More

pid-1 · 2025-12-03T01:40:58 1764726058

Pandas is cancer. Please stop teaching it to people.

Everything it does can be done reasonable well with list comprehensions and objects that support type annotations and runtime type checking (if needed).

Pandas code is untestable, unreadable, hard to refactor and impossible to reuse.

Trillions of dollars are wasted every year by people having to rewrite pandas code.

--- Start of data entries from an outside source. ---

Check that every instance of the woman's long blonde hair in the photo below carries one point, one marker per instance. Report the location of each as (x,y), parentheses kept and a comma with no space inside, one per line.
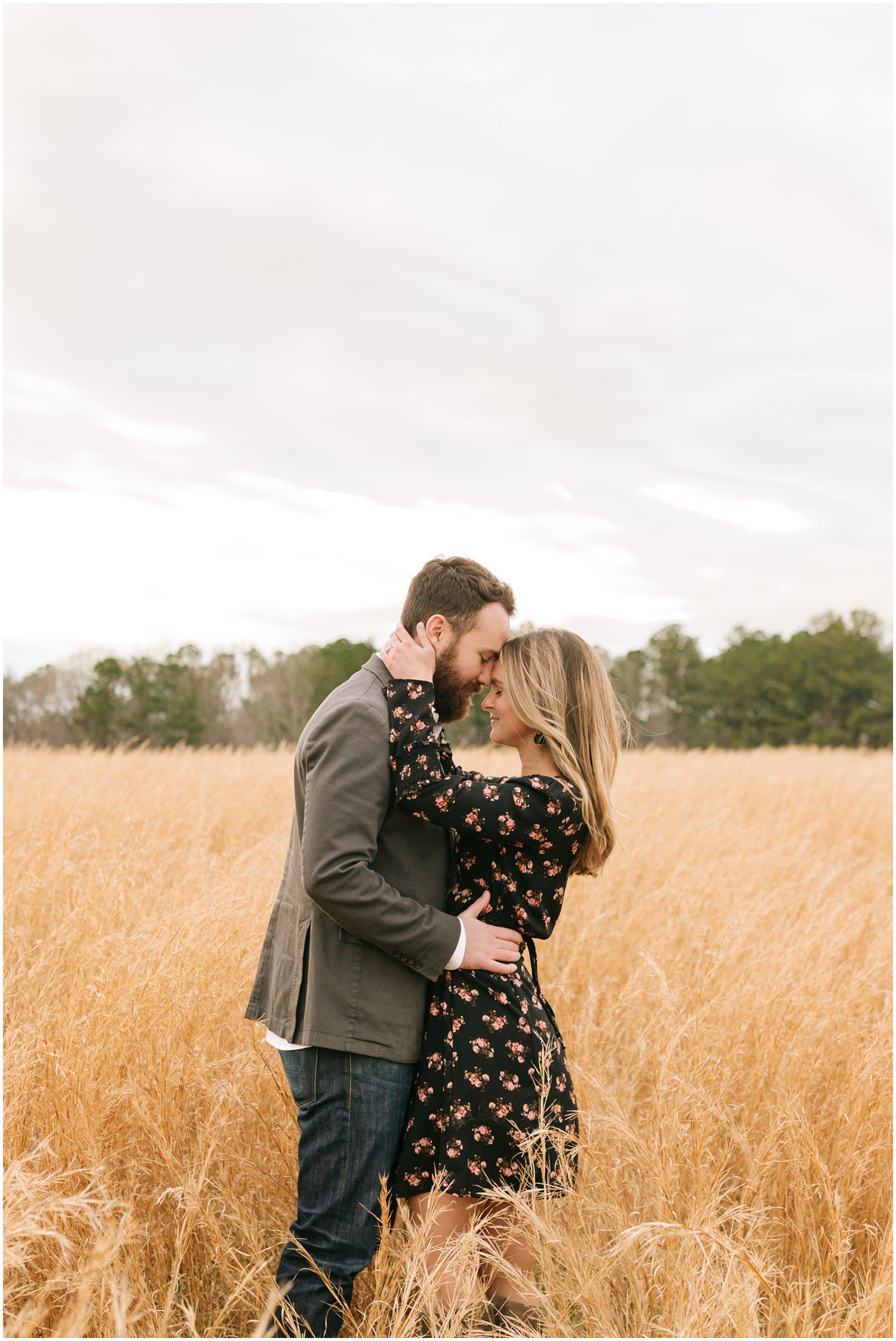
(559,686)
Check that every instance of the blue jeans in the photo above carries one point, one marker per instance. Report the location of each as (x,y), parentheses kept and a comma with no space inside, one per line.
(352,1113)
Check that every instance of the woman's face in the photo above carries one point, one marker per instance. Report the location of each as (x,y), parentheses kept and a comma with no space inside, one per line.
(506,727)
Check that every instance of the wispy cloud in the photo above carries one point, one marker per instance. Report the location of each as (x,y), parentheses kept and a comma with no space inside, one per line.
(29,393)
(749,514)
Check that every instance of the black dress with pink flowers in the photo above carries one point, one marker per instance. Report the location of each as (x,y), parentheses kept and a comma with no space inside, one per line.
(493,1100)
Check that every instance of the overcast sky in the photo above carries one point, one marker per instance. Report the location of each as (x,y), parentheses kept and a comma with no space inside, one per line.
(301,296)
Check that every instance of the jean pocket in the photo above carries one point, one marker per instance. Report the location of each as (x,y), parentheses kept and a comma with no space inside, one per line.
(301,1066)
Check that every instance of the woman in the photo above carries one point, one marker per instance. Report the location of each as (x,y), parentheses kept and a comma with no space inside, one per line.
(493,1101)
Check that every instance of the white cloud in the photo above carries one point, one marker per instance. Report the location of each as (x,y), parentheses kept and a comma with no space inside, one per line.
(749,514)
(152,435)
(257,561)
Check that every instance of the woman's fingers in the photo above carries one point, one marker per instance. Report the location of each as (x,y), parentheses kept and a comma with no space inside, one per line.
(509,935)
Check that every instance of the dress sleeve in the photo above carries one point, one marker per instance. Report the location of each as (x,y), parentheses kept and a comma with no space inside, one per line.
(515,812)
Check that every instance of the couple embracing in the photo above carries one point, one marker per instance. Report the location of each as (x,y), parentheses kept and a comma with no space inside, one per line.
(416,1042)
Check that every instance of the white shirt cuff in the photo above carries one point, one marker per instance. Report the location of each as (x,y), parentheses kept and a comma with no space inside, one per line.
(458,958)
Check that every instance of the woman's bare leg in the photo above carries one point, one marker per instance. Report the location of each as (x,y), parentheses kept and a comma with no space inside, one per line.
(447,1216)
(506,1234)
(444,1217)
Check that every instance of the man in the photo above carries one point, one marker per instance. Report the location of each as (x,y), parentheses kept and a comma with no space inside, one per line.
(357,932)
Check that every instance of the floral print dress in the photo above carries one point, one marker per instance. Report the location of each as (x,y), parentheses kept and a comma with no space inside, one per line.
(493,1100)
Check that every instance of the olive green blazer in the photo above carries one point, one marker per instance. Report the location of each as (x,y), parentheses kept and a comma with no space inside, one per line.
(357,926)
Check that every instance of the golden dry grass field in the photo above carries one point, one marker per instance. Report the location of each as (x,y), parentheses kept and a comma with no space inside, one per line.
(723,990)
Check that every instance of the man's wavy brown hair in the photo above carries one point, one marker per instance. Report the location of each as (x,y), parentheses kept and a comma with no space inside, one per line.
(455,588)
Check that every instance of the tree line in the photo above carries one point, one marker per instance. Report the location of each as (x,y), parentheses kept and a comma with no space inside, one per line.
(827,686)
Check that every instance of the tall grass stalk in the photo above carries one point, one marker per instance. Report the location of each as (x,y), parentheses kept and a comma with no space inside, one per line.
(723,992)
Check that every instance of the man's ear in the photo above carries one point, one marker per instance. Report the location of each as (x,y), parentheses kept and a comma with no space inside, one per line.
(438,628)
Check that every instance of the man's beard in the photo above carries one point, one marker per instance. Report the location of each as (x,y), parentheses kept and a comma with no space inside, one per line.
(452,693)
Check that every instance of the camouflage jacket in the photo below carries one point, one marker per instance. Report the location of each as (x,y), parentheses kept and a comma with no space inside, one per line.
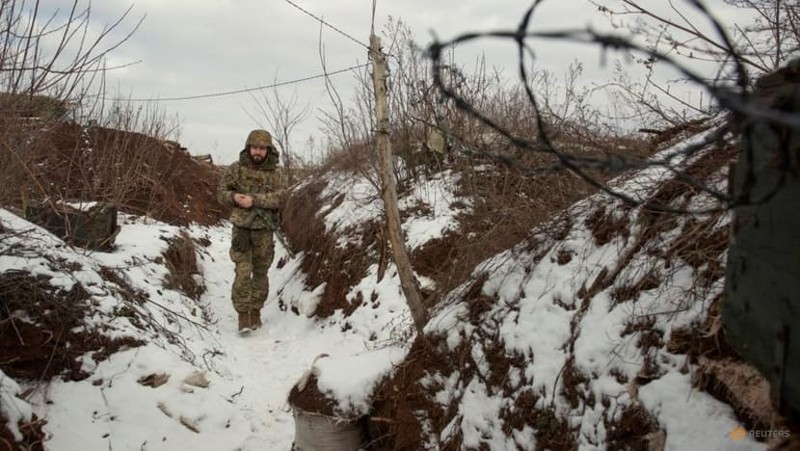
(264,183)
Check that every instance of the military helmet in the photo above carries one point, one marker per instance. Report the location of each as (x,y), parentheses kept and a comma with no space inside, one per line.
(259,138)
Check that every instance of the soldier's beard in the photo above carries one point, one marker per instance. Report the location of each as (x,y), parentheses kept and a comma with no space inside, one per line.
(257,159)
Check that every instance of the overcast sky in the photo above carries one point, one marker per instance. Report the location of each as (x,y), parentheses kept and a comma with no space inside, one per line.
(187,48)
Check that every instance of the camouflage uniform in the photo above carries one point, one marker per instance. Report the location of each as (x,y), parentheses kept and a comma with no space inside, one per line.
(252,246)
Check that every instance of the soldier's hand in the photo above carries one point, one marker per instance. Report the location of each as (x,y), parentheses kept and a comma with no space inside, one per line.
(243,200)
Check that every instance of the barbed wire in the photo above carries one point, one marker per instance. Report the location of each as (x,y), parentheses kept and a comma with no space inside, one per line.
(328,24)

mttpgn · 2025-12-03T02:47:56 1764730076

> Pandas code is untestable

The thousand-plus data integrity tests I've written in pandas tell a different story...

mulmboy · 2025-12-03T06:05:33 1764741933

> Everything it does can be done reasonable well with list comprehensions and objects that support type annotations and runtime type checking (if needed).

I see this take somewhat often, and usually with similar lack of nuance. How do you come to this? In other cases where I've seen this it's from people who haven't worked in any context where performance or scientific computing ecosystem interoperability matters - missing a massive part of the picture. I've struggled to get through to them before. Genuine question.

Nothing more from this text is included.